2. Have mastered all of the facts of invasive and non-invasive testing, and clinical findings, and be able to understanding
     it to a depth that he/she can provide teaching of all of the material at a student and resident level.
3. Have completed an AOA approved fellow research paper.
4. Proficiently teach and mentor fellow physicians.
5. Mastered dictation of all cardiovascular studies.

Scientific Research Requirement

The AOA and ACOI require that one scientific research project be submitted by each cardiology fellow during his or her training.
Please refer to the AOA/ACOI research requirements and guidelines as listed below. In order to provide for a scientific research
report that meets AOA/ACOI requirements and that is submitted in a timely fashion, it will be required that each fellow provide a
periodic progress report during the fellowship. A timetable has been established as follows.

Citi Program for IRB approval (Due January 30th, first year of fellowship):
Completion of this online program is a first and necessary part of your fellowship research project. This online program must be
completed absolutely not later than January 30th of your first year of fellowship. Please furnish your program coordinator with a
copy of your completion certificate.

First report (due end of first year)
By midway through the first year of the fellowship program each fellow should have already established a least the type of report
(original research, case report) title, and co-investigators (authors) who will be involved in his or her project. At the very least, a
project outline should already be established, such as hypothesis, methods, patient groups etc. This is due to the ACOI by the
end of the first year.

Second Report (due July 1st of the third fellowship year)
By the end of he second year of training, the fellow should have essentially completed their research project and have it
submitted in initial rough draft. This will allow enough additional time for any needed changes, corrections etc. so that a final
report, ready for submission can be completed on time.

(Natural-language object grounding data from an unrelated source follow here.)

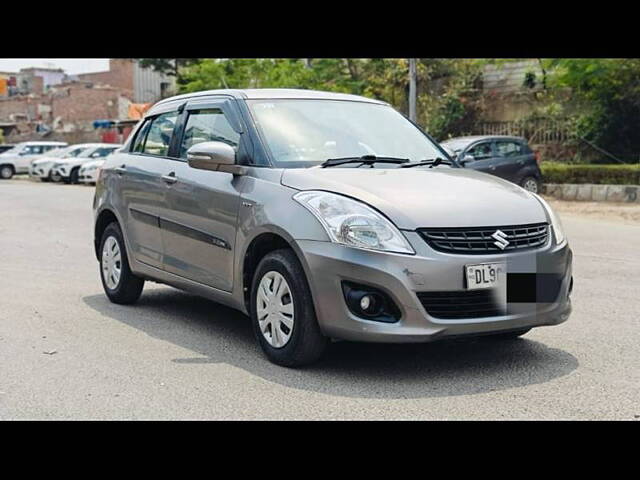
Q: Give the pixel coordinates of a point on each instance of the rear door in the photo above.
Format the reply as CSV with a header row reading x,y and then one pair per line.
x,y
143,192
199,227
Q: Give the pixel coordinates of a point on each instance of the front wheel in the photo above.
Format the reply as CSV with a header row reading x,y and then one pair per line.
x,y
6,172
531,184
282,313
120,284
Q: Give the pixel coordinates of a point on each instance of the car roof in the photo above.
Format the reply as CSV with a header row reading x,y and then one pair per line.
x,y
64,144
466,140
274,93
95,145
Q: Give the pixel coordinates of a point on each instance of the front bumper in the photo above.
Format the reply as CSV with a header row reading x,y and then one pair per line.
x,y
40,171
403,276
88,176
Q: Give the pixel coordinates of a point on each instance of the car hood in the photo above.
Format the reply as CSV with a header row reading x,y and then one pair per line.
x,y
93,163
427,197
43,160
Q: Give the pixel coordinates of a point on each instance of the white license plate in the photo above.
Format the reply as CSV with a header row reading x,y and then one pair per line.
x,y
485,275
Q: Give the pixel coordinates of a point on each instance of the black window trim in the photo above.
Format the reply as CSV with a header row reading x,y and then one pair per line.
x,y
224,103
150,119
491,143
509,140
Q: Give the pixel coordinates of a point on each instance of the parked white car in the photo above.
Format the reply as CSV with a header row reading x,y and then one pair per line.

Third Report (due December 30th of third year of training)
The final product, ready for submission to the ACOI, should be given to the program director by the last day of December. The
reports will then be copied and filed and subsequently submitted to the ACOI prior to the required deadline, which is by
December of the third year. Case presentations must be in December of the third year. The ACOI will have it reviewed and if
need be, any changes can be made prior to graduation.

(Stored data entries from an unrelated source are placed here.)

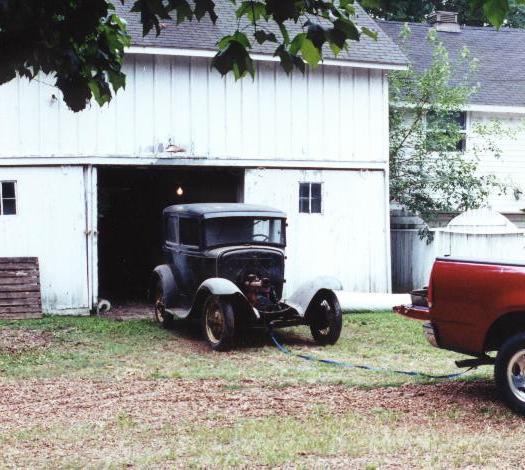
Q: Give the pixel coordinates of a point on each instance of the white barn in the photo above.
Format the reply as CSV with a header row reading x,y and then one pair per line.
x,y
84,192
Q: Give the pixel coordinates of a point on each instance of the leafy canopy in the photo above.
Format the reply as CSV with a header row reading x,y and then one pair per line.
x,y
82,41
429,170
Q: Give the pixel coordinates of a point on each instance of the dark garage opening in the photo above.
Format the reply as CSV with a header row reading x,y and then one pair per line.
x,y
130,204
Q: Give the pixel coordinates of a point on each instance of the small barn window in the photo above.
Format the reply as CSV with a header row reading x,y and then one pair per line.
x,y
310,198
7,197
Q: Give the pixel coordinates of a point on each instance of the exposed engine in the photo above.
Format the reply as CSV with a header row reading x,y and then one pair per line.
x,y
260,293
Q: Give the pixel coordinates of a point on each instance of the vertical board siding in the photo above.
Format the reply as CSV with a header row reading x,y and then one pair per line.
x,y
50,224
345,241
331,114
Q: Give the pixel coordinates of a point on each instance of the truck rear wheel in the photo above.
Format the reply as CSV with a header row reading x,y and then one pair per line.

                                       Scientific Research Project
                                            Progress Report



PART I (Due June 30th of First Year of Fellowship)
____________ Original Research
____________ Case Presentation

Project Title:______________________________________________________




Please attach project outline (hypothesis, methods, patient groups, etc.)

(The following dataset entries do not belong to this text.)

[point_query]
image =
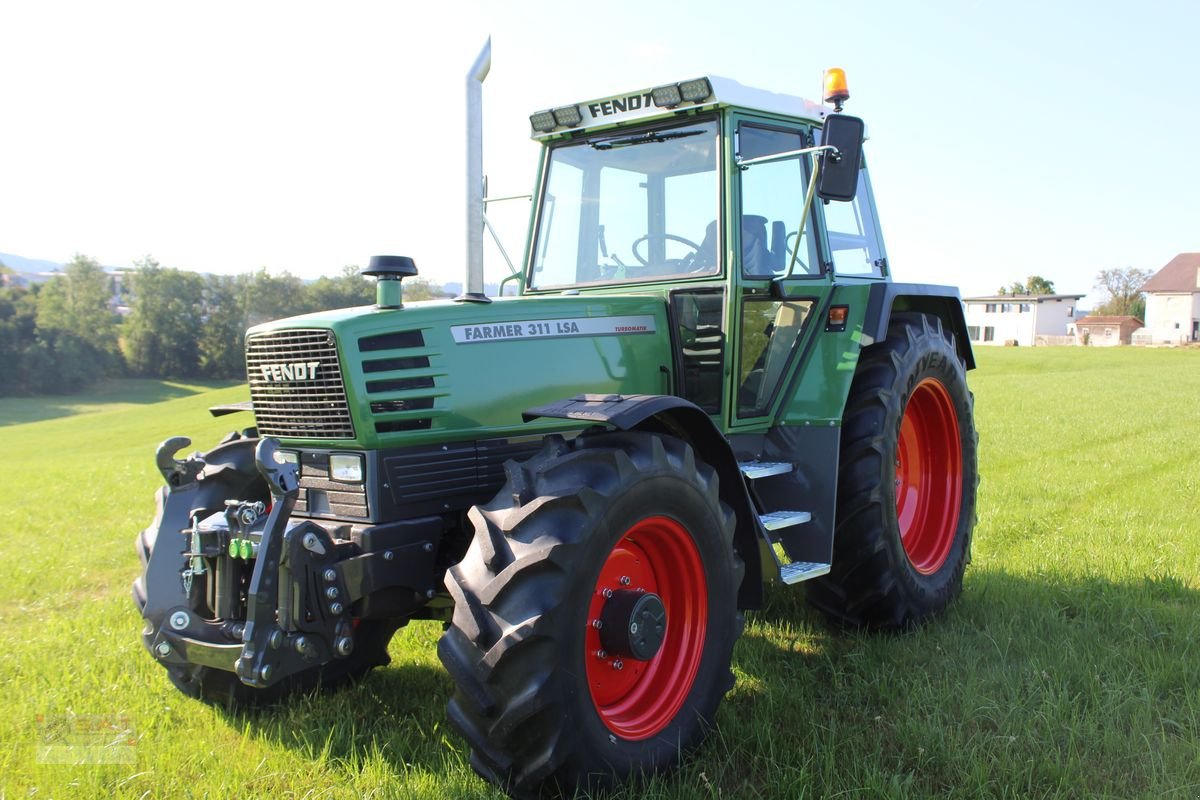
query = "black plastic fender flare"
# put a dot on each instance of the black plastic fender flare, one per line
(684, 420)
(922, 298)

PART II (Due July 1st Third Year of Fellowship)
Initial Rough Draft
Date Submitted:____________
Date Reviewed and Returned by Program Director:____________

PART III (Due December 30th, Third year of fellowship)
Completed Report (As outline in ACOI requirements)
Date Submitted:____________
Date Accepted:____________
Date Reviewed and Returned by Program Director:____________

Project Submitted to ACOI:


Revised 01/19/2009

Cardiovascular Services / General Information

Included in this section of your fellowship manual is information for specific services in our cardiology fellowship training program.
The outlines provide an introduction to the service and the fellow’s expectations; additional information will be given once rotating
through that service. These are general guidelines to orient you to the particular service but some minor variations may exist,
depending upon the specific trainer to which you are assigned. Naturally, each trainer will have slightly different expectations
and methods of conducting his or her service and it is expected that the fellow comply with the wished of he individual trainer.
Every attempt will be made on each service for the trainers to achieve 100% compliance with the teaching objectives. It is
expected that each trainer will be fair in his or her evaluation of the fellow and it is also expected that the fellow be fair in his or
her evaluation of the service and the trainer.

Clinical Cardiology
Responsibilities will include inpatient care and outpatient department evaluations. Each attending will have his or her own
approach to rounds, teaching etc. The general guidelines regarding fellows responsibilities are outlines below.

Inpatient Service:
During the fellow’s assignment to a clinical cardiology service you are expected to
     1) Supervise any students, interns and residents presently assigned to that service
     2) Provide comprehensive admissions, histories and physicals, daily management and discharge instructions of the
          comprehensive care of the patients
     3) Provide thorough and accurate progress notes to be presented to the attending cardiologist and
     4) Provide any requested academic presentations to the attending physician and assigned house staff for mutual learning

Admissions to the hospital are your responsibility. The complete history and physical must be written to specifically address all
cardiovascular issues. An assessment and plan must be outlined. A complete review of systems and physical are to be
documented OMM evaluation with treatment options must be documented. You are responsible for discussion and presentation
to an attending physician. Also the house staff must be taught and their H&P must be reviewed.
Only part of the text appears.